A proper gun safe should be difficult to open, but critically, allow instant access by the authorized party.[Dr. Gerg] got a SnapSafe and discovered that, while it was quite easy to use, it would also lock the owner out easily whenever the batteries would run out. Meant to be used with four AAA batteries and no way to recharge them externally, this could leave you royally screwed in the exact kind of situation where you need the gun safe to open. This, of course, meant that the AAA batteries had to go.

Having torn a few laptop batteries apart previously, [Dr. Gerg] had a small collection of Li-ion cells on hand – cylindrical and pouch cells alike. Swapping the AAA battery holder for one of these was no problem voltage-wise, and testing showed it working without a hitch! However, replacing one non-chargeable battery with another one wasn’t a viable way forward, so he also added charging using an Adafruit LiPo charger board. One 3D printed OpenSCAD-designed bracket later, he fit the board inside the safe’s frame – and then pulled out a USB cable for charging, turning the battery into a backup option and essentially creating an UPS for this safe. Nowadays, the safe sits constantly plugged into a wall socket, and [Dr. Gerg] estimates it should last for a few weeks even in case of USB power loss.

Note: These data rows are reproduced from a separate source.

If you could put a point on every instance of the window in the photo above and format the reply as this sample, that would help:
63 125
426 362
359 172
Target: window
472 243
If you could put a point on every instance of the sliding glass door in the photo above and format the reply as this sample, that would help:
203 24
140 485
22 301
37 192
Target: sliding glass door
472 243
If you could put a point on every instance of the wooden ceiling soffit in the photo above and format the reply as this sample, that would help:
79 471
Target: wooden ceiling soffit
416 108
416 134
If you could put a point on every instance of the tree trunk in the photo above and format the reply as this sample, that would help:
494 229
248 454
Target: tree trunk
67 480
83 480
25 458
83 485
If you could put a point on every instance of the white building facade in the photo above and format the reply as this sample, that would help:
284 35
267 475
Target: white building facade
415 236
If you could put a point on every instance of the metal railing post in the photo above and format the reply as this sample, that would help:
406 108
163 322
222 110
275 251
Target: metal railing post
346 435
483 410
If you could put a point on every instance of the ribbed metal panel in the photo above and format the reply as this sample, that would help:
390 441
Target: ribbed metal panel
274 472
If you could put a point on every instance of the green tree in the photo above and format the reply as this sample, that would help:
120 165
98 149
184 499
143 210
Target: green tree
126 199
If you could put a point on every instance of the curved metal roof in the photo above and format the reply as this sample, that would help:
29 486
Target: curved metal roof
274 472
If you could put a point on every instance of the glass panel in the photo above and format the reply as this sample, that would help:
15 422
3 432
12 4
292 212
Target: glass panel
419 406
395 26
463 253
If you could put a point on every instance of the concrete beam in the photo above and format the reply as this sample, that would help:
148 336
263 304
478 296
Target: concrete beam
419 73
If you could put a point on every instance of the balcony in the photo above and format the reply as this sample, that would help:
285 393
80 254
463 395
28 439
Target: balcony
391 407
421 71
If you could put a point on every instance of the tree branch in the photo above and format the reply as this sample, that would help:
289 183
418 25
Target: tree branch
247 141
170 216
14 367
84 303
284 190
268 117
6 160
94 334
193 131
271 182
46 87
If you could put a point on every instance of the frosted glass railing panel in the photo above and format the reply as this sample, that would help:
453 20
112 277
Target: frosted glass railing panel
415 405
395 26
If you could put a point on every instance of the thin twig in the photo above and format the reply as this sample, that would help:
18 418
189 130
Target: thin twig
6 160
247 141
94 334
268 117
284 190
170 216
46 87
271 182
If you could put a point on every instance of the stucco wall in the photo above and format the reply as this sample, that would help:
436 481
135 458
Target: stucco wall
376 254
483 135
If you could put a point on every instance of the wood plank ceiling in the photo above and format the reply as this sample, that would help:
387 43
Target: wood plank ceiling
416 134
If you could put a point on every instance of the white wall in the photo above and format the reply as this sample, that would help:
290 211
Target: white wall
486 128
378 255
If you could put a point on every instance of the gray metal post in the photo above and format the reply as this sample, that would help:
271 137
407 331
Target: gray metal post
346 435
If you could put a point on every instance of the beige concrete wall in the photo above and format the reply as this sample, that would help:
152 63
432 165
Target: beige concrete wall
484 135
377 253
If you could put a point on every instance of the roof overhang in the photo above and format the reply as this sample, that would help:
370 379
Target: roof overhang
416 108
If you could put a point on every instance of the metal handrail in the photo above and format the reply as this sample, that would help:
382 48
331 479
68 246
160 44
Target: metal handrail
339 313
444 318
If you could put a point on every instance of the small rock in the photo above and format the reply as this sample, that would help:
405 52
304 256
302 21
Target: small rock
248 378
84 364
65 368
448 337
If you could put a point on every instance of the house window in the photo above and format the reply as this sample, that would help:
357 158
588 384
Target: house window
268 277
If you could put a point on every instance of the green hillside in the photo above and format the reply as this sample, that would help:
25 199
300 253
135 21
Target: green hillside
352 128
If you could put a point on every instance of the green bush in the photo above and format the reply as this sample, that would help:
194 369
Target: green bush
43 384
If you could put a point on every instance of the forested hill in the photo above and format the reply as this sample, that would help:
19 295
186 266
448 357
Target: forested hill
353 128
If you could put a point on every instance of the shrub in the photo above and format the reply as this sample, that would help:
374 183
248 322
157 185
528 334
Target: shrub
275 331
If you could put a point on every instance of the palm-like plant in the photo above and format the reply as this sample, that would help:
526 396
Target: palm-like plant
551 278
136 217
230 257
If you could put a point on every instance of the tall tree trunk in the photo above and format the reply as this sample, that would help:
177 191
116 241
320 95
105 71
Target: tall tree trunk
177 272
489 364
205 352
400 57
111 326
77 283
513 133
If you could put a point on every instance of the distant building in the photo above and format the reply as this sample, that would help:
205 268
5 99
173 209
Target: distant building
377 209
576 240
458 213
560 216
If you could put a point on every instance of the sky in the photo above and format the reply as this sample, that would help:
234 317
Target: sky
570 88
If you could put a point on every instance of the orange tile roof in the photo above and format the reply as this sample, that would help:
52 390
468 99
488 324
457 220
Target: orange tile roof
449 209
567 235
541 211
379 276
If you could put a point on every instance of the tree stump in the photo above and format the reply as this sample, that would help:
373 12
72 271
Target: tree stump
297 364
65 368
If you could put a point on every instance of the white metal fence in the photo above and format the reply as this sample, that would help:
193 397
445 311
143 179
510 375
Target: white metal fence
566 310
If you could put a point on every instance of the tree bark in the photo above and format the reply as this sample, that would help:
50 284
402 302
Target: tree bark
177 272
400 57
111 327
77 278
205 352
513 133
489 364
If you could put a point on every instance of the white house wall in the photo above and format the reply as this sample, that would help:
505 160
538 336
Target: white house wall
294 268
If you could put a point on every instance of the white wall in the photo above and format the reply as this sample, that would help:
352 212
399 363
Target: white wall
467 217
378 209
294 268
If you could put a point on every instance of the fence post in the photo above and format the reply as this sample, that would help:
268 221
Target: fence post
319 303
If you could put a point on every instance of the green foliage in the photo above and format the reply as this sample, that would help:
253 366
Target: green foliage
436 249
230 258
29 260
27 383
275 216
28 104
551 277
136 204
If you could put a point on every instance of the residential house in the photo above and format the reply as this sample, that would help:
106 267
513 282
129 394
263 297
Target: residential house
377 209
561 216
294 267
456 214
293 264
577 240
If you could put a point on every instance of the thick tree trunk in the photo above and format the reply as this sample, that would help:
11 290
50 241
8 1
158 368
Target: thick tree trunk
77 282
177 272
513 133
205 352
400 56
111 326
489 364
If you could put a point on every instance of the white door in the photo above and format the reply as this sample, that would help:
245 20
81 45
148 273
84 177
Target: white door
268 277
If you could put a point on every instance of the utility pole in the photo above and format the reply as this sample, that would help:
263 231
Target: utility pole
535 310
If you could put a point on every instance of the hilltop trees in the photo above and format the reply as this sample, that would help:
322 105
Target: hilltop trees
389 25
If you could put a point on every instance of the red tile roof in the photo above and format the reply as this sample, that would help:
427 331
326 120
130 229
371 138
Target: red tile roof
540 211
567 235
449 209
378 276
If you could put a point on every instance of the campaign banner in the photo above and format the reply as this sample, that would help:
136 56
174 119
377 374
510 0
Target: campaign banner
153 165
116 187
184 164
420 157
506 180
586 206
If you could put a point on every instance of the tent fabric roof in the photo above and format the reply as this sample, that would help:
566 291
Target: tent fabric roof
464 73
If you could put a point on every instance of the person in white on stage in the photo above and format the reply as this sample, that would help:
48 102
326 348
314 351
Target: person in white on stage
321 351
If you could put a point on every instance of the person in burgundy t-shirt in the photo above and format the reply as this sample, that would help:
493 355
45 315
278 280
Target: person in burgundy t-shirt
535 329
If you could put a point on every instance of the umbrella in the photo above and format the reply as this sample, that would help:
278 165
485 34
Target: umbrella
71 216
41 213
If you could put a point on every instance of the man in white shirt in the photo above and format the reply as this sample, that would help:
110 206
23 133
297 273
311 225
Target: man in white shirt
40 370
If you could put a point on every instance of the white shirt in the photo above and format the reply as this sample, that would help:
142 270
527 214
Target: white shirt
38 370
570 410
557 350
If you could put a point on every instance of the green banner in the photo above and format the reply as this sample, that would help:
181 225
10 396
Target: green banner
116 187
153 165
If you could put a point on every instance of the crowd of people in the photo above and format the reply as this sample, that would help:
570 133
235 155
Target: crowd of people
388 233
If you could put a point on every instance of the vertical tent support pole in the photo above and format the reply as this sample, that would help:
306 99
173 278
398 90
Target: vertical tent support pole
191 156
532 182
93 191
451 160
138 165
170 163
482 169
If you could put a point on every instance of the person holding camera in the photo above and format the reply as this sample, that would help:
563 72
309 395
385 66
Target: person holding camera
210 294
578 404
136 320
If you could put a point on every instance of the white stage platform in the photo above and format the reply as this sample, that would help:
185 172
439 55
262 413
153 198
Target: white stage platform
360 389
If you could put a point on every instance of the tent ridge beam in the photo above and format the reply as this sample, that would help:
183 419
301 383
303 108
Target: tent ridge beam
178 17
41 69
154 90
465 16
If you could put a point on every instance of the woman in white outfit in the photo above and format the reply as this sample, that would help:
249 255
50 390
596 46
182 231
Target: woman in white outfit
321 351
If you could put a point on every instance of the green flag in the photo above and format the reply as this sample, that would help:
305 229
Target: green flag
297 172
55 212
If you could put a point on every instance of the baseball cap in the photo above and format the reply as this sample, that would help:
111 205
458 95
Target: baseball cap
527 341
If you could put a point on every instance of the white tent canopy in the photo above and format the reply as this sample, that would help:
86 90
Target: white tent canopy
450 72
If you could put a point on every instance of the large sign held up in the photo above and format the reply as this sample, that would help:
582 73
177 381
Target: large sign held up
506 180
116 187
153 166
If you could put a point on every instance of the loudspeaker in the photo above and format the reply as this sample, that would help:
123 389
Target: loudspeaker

When you read about hacking gun safes, it’s usually because of their poor security, with even biometric models occasionally falling victim to prying fingers. There’s talk about moving the locking features into the guns themselves, but we remain skeptical. “Powering an electronically locked box with internal batteries” is a fun problem, and just recently, we’ve seen it solved in a different way in this intricate voice-activated lockbox.

37 thoughts on “Gun Safe Made Safer With Lithium Battery Upgrade

    1. Lithium batteries exploding is waaaaay overblown by media. In real life to get a lipo or li-ion to vent and ignite you either really have to blatantly abuse it or intentionally try to cause physical damage/outright short a fully charged battery with no/disabled protection.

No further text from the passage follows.